Carter is the most prominent American to hold talks with Khaled Mashaal, whose Palestinian militant group claimed new legitimacy from the meeting along with two other sessions the Nobel laureate held with Hamas leaders in the Middle East this week.
“Political isolation (of Hamas) by the American administration has begun to crumble,” Mohammed Nazzal, a top figure in Hamas’ political bureau, said after Friday’s meeting at Mashaal’s Damascus office.
A senior Hamas official in Damascus described the meeting as “warm.”
But he said Carter did not receive a response to either of the two requests the former president made in the session: that Hamas halt its rocket attacks against Israel and that it agree to a meeting with Israeli Deputy Prime Minister Eli Yishai to discuss a prisoner exchange.

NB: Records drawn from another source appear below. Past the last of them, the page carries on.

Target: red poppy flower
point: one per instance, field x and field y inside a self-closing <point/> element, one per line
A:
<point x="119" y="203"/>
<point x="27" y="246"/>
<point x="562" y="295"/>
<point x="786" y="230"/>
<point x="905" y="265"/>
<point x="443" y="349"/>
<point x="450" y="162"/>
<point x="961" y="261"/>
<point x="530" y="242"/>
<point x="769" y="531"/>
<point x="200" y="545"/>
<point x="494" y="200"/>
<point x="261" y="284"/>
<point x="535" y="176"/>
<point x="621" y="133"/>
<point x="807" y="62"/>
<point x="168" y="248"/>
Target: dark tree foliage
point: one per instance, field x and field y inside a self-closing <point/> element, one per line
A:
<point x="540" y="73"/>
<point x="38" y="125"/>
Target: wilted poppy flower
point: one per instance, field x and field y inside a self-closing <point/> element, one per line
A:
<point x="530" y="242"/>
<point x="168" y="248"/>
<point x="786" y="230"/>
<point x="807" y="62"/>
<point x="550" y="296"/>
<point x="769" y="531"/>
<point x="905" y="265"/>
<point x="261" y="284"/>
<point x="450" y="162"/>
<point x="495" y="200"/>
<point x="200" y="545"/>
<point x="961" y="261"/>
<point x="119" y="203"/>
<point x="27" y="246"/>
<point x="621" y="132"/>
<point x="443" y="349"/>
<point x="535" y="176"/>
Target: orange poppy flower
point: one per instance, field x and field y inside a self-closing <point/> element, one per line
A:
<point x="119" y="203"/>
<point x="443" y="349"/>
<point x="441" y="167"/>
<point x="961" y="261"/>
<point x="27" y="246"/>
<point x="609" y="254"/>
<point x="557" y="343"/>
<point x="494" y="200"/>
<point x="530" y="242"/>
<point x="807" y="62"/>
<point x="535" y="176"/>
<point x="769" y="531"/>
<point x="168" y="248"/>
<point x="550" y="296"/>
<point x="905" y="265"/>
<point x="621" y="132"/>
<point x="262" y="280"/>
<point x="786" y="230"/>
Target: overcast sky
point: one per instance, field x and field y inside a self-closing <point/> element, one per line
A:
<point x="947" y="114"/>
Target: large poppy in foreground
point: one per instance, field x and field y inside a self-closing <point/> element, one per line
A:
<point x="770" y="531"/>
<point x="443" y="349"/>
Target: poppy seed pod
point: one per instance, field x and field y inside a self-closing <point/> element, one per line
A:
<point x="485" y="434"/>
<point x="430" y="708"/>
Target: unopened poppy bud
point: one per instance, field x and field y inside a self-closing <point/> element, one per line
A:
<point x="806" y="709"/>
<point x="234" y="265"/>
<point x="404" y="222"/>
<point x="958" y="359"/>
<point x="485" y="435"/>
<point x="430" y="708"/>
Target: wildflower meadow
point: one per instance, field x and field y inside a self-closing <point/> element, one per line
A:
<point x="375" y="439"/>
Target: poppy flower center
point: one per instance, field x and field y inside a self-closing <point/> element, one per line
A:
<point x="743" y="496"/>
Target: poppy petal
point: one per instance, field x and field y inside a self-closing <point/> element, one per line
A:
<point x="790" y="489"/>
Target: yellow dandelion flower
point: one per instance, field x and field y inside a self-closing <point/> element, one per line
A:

Nazzal said that Gaza-based Hamas leaders would travel to Syria on Saturday to confer with Mashaal and that Carter “will be informed of Hamas’ response in the coming days.”
Underscoring the impression that Carter did not win any concessions, Hamas said Friday that captured Israeli soldier Gilad Shalit will “not see the light” until Palestinian prisoners are also released in an exchange.
Carter, who brokered the 1978 Israeli-Egyptian peace and was awarded the Nobel Peace Prize in 2002, has defended what he calls his personal peace mission. He says Hamas, which controls the Gaza Strip, must be engaged in order to achieve peace between Israel and the Palestinians.
The controversy over his visit highlights two different approaches to foreign policy. Some, like Carter, believe that is impossible to resolve a conflict without engaging all parties, even those responsible for attacks on civilians. Others, including the Bush administration, contend that such meetings give credibility to hard-line militants.